[Comp-neuro] Re: [D] dignity and the brain as an an engineering problem

James Schwaber schwaber at mail.dbi.tju.edu
Wed Aug 27 19:15:02 CEST 2008


The technology I suggested would be desirable is "can we predict, 
control, and modify brain function" and my suggestion was that if we 
could it would be a basis for theory/science. This is not engineering in 
any sense that violates dignity. Rather, it is the explicit goal of 
biomedical science, to develop methods useful to neurology, 
neurosurgery, psychiatry etc.


gros07 at itp.uni-frankfurt.de wrote:
> ? Is the brain just an engineering problem ?
>
> In his comment on -science follows technology- James Schwaber 
> discussed analogies between engineering problems and neuroscience and 
> his comment
>
>>> For neuroscience the question is can we predict, control, and modify 
>>> brain function...
>
> indicated a possible closeness between the study of the brain and an 
> engineering problem.
>
> Everybody subscribing to this mailing list probably agrees that the 
> brain constitutes a object for
> scientific investigation. But is it also an object
> for engineering considerations?
>
> In my point of view definitively not. Dignity is, of course, only the 
> result of some poorly understood
> electrochemical processes. We should nevertheless
> highly value human dignity and keep a strict line
> of separation between analogies to engineering,
> or thoughts of engineering, and any living brain.
>
> Regards,
> Claudius
>
> *****************************************
> *** Prof. Dr. Claudius Gros           ***
> *** http://itp.uni-frankfurt.de/~gros ***
> *****************************************
>
> On Tue, 26 Aug 2008, James Schwaber wrote:
>
>>
>> A lot of the discussion about the 'right way to model' or what to 
>> model may be a version of what my friend Mike Gruber has termed  a 
>> version of the science-technology fallacy, the idea that you have to 
>> understand a process analytically before you can use it, and he 
>> always quotes Carnot here--thermodynamics owes more to the steam 
>> engine than ever the steam engine owes to thermodynamics.  Obviously, 
>> humans used and controlled fire for 100,000 years before Lavoisier 
>> explained what fire was, and planes flew for decades before there was 
>> a theory to explain how they did it.  In fact theory 'demonstrated' 
>> that heavier-than-air flight was impossible.
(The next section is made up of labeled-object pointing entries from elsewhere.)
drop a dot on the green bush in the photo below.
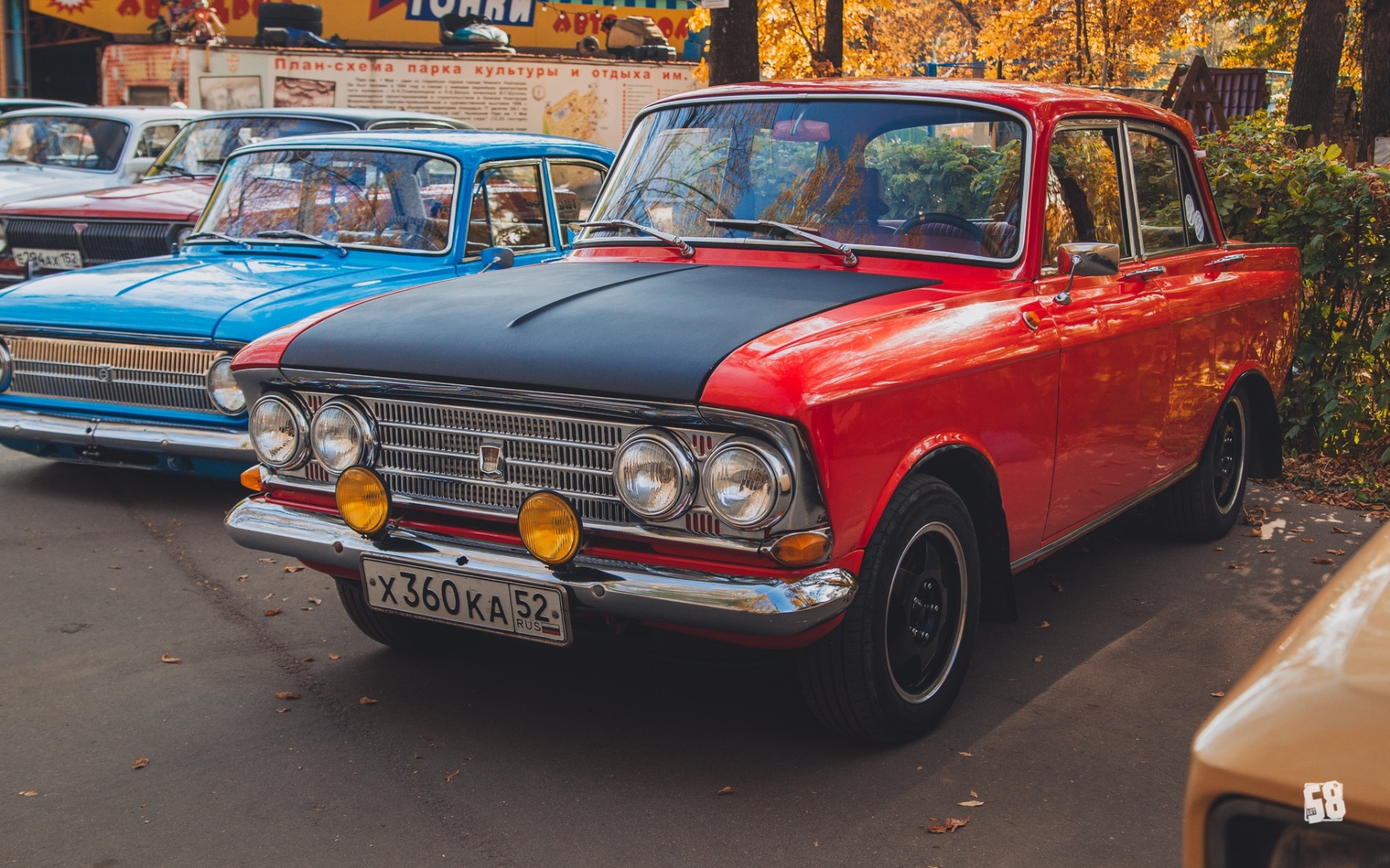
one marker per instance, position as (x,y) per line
(1339,217)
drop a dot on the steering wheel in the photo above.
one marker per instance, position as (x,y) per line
(940,217)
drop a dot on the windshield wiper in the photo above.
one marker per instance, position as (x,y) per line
(773,227)
(220,237)
(674,240)
(306,237)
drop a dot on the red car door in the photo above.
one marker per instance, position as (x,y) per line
(1116,355)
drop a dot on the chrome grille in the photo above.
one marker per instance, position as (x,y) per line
(431,452)
(170,378)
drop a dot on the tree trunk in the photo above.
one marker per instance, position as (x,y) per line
(836,35)
(1375,75)
(733,43)
(1314,90)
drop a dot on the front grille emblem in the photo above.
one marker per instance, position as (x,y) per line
(490,459)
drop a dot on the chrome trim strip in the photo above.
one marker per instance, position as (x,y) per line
(729,603)
(220,443)
(1028,560)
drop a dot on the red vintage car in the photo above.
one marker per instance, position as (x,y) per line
(832,363)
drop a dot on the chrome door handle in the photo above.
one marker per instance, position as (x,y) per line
(1143,274)
(1226,260)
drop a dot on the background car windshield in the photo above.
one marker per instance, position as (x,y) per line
(927,177)
(205,145)
(80,143)
(381,199)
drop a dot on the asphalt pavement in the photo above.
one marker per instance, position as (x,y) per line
(1072,730)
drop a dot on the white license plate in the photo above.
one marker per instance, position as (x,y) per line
(532,612)
(64,260)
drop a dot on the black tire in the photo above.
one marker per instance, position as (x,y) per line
(1205,505)
(862,680)
(399,632)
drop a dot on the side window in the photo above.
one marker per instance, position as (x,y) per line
(508,210)
(1157,193)
(154,139)
(1083,190)
(576,187)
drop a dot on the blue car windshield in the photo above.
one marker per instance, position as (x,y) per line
(80,143)
(204,146)
(363,198)
(939,178)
The reason we buy the 
>> fallacy is because of the outlier of nuclear physics--yes, in that 
>> unusual case, nuclear technology and bombs were utterly dependent on 
>> the groundwork of theory, and lasers arose from quantum research.   
>> But this is not the common case in the history of technology.
>>
>> For neuroscience the question is can we predict, control, and modify 
>> brain function even though we never be able to 'understand' it 
>> analytically?  As of now the answer seems to be no.  Will this ever 
>> improve?   Drilling down won't cut it.  What would?